Les détenteurs de basses-cours sont-ils un risque important ?
J.-L. G. -

"Dépeupler ces élevages non-commerciaux aurait été idéal, mais très difficile à faire appliquer. Les autorités ont choisi de recenser et d’imposer un confinement, plutôt que de promettre la guillotine. L’important est de ne pas déplacer ces volailles durant la période où elles devront être confinées. Une basse-cour close porteuse de virus s’immunisera s’il n’y a pas d’introduction d’individus naïfs ou de déplacement vers d’autres basses-cours. Dans ce cas, elle ne devrait pas représenter de danger pour les élevages avicoles. Par contre, si elle a un caractère commercial et détient des palmipèdes, elle devrait être dépeuplée."

Quelles mesures prendre envers les autres volailles ?
J.-L. G. -

"Pour les poulets, pondeuses, pintades, dindes, la base des mesures, c’est pas de mouvement et pas de contact avec des palmipèdes. C’est plus important que le confinement. Je suis très réservé sur ce recours au confinement, car le statut sanitaire peut être dégradé en claustration. Concernant le gibier d’élevage (notamment gibier d’eau), une surveillance spécifique est prévue."

Quels sont les points à maîtriser absolument au redémarrage des activités avec des palmipèdes ?
J.-L. G. -

"C’est clairement le statut sanitaire des canards prêts à gaver juste avant leur transfert dans un atelier extérieur de gavage. Puis, c’est le nettoyage du matériel de transport des animaux. C’est un facteur de risque considérable à travailler, car pour l’instant on ne sait pas assainir les cages ! Ces deux points seront sans doute l’objet de contrôles. Les modalités seront précisées ultérieurement par les autorités car les discussions sont en cours.

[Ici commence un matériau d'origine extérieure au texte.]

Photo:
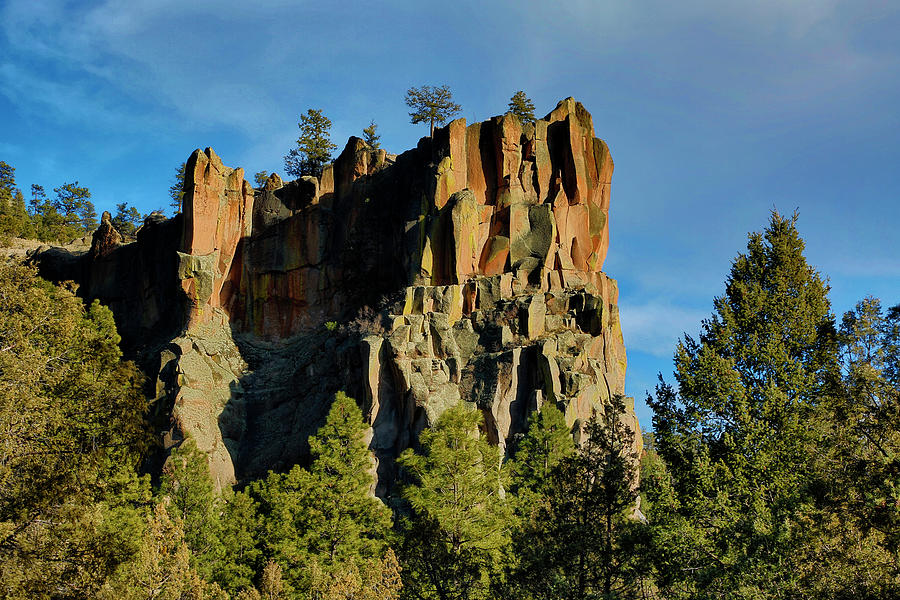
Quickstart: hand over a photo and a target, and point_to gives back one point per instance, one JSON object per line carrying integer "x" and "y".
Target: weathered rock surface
{"x": 466, "y": 269}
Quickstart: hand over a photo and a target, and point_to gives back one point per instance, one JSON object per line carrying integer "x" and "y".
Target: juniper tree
{"x": 459, "y": 521}
{"x": 547, "y": 441}
{"x": 71, "y": 413}
{"x": 314, "y": 146}
{"x": 371, "y": 137}
{"x": 578, "y": 542}
{"x": 735, "y": 435}
{"x": 187, "y": 484}
{"x": 325, "y": 515}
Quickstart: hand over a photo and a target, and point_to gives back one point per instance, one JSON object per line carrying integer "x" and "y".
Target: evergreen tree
{"x": 858, "y": 509}
{"x": 176, "y": 190}
{"x": 522, "y": 106}
{"x": 127, "y": 219}
{"x": 73, "y": 431}
{"x": 547, "y": 441}
{"x": 14, "y": 218}
{"x": 431, "y": 105}
{"x": 459, "y": 523}
{"x": 579, "y": 541}
{"x": 162, "y": 567}
{"x": 325, "y": 516}
{"x": 734, "y": 436}
{"x": 314, "y": 146}
{"x": 239, "y": 536}
{"x": 371, "y": 136}
{"x": 73, "y": 203}
{"x": 189, "y": 488}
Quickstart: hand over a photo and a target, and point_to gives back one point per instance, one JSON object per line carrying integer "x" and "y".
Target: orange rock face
{"x": 217, "y": 209}
{"x": 502, "y": 196}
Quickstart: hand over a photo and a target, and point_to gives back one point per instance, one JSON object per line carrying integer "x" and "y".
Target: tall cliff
{"x": 466, "y": 269}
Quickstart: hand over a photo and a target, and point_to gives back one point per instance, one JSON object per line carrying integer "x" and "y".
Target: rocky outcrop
{"x": 466, "y": 269}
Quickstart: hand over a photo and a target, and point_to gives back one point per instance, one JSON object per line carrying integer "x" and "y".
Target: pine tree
{"x": 326, "y": 515}
{"x": 431, "y": 105}
{"x": 127, "y": 219}
{"x": 73, "y": 431}
{"x": 859, "y": 464}
{"x": 547, "y": 441}
{"x": 314, "y": 146}
{"x": 459, "y": 523}
{"x": 579, "y": 540}
{"x": 188, "y": 486}
{"x": 239, "y": 536}
{"x": 371, "y": 137}
{"x": 73, "y": 203}
{"x": 734, "y": 436}
{"x": 522, "y": 106}
{"x": 176, "y": 190}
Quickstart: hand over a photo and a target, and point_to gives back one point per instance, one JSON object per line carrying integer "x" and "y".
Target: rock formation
{"x": 466, "y": 269}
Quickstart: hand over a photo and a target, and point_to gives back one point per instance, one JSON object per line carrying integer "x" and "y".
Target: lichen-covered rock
{"x": 468, "y": 269}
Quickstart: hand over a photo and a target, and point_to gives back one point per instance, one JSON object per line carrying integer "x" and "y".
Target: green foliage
{"x": 14, "y": 217}
{"x": 191, "y": 493}
{"x": 579, "y": 541}
{"x": 314, "y": 146}
{"x": 72, "y": 419}
{"x": 162, "y": 567}
{"x": 522, "y": 106}
{"x": 127, "y": 219}
{"x": 735, "y": 438}
{"x": 176, "y": 190}
{"x": 371, "y": 136}
{"x": 73, "y": 203}
{"x": 857, "y": 507}
{"x": 325, "y": 518}
{"x": 547, "y": 441}
{"x": 459, "y": 522}
{"x": 239, "y": 537}
{"x": 431, "y": 105}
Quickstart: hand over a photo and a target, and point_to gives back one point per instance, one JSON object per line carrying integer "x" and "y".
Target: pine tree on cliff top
{"x": 734, "y": 436}
{"x": 314, "y": 146}
{"x": 522, "y": 106}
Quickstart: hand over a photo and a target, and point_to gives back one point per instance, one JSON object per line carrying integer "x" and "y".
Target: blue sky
{"x": 716, "y": 112}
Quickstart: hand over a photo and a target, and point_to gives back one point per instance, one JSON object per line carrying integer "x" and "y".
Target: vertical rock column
{"x": 217, "y": 208}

Les conditions de qualification du statut sanitaire des canetons après le vide sanitaire sont aussi en cours de discussion."

Trois points à connaître

. Un cycle d’infection de quelques semaines

L’influenza n’est pas une maladie persistante. Le virus infecte l’oiseau, s’y développe et est excrété par l’animal qui s’immunise ou Puis le virus disparaît. Chez les galliformes, la période d’incubation (sans signe clinique) dure de un à quelques jours. Chez le canard, l’atteinte est quasiment toujours inapparente, avec une infection qui dure de quelques jours à deux semaines. Un troupeau ou un élevage se contaminent progressivement et l'infection peut durer plusieurs semaines.

. Les signes cliniques ont été moins intenses

Le tableau clinique rencontré dans le Sud-Ouest a été plus mitigé que ce qui est décrit habituellement, avec une évolution assez lente dans les lots. C’est ce qui a posé des problèmes pour poser une suspicion d’influenza. Même chez les galliformes (pintades et poulets), la mortalité a été d’intensité variable, souvent faible au début de l’épisode.

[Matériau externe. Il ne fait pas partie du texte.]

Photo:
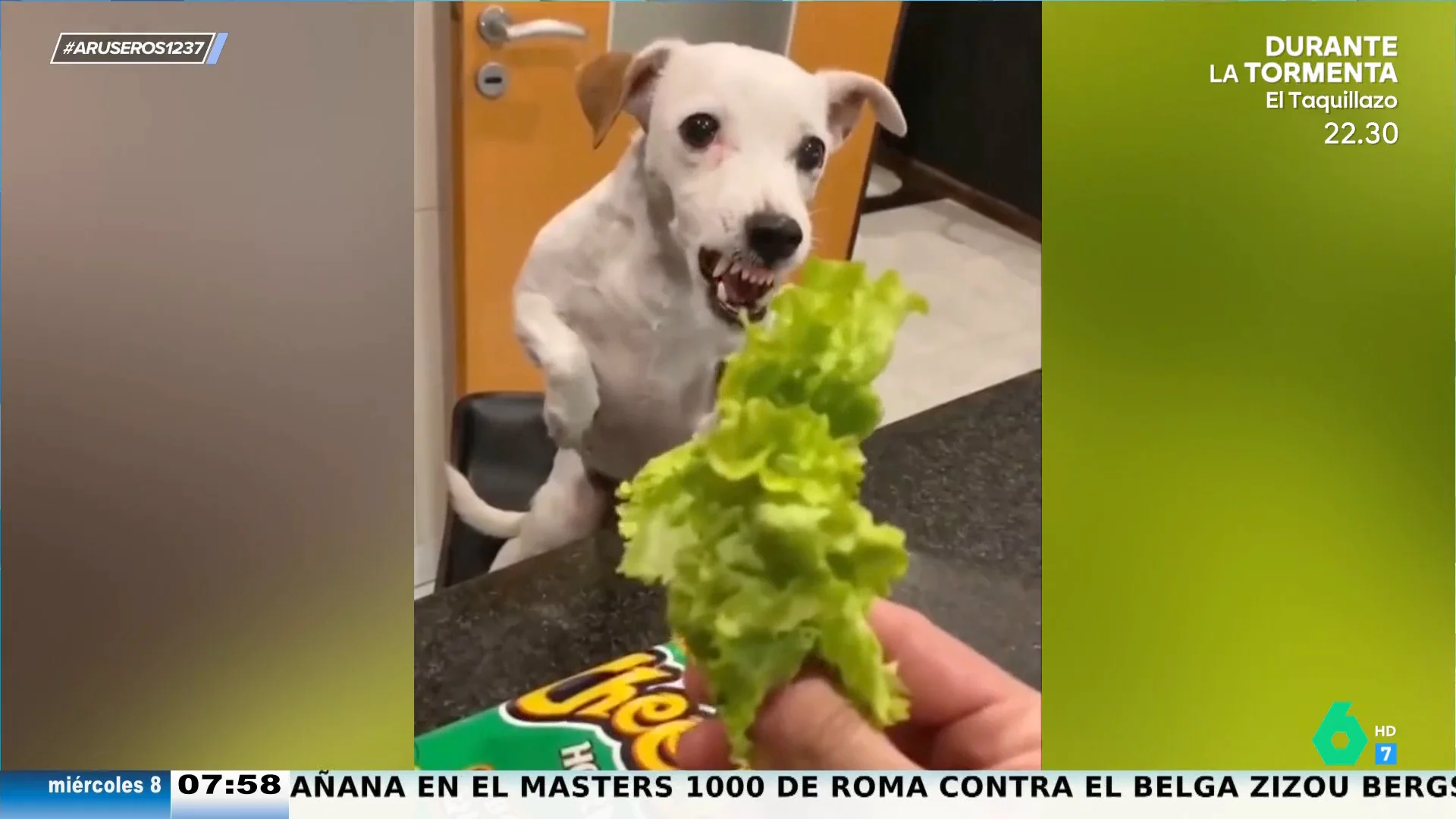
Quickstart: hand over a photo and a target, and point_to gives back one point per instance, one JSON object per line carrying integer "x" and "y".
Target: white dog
{"x": 634, "y": 293}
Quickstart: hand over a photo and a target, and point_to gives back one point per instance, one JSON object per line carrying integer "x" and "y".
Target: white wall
{"x": 435, "y": 387}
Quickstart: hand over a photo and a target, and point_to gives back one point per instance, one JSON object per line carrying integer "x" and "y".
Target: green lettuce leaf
{"x": 756, "y": 528}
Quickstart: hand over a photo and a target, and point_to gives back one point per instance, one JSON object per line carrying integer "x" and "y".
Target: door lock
{"x": 491, "y": 80}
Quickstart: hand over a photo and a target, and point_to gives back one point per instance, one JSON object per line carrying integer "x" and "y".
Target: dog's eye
{"x": 810, "y": 155}
{"x": 698, "y": 130}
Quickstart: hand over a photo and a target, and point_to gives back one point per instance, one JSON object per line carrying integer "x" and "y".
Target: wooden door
{"x": 526, "y": 153}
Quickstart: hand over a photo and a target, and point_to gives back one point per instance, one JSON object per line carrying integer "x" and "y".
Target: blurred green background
{"x": 1248, "y": 398}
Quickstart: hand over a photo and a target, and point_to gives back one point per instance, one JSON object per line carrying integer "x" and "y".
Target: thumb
{"x": 810, "y": 727}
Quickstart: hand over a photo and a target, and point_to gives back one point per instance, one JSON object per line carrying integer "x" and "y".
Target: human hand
{"x": 965, "y": 713}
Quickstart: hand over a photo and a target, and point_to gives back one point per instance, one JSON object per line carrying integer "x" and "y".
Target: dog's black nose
{"x": 774, "y": 237}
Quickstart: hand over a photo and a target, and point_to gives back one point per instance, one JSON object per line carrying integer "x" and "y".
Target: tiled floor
{"x": 983, "y": 283}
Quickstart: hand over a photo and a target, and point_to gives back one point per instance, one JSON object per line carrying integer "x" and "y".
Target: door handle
{"x": 497, "y": 30}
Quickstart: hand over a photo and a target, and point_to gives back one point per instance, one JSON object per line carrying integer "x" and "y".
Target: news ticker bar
{"x": 277, "y": 795}
{"x": 149, "y": 49}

. Des tests rapides et fiables

Réalisé par des laboratoires agréés, le test sérologique détecte une infection passée, tandis que le test virologique (RT-PCR) une excrétion en cours. Tous deux ont une sensibilité et une spécificité très bonnes. Les délais d’analyse sont rapides, pratiquement du jour au lendemain. Lorsque le criblage en H5 ou H7 est positif, la confirmation officielle et le typage N du virus sont réalisés au laboratoire national de référence de Ploufragan. Une sérologie négative et une PCR positive suggèrent que l’infection est en cours. Avec une « séro » positive et une PCR négative, l’infection est vraisemblablement passée.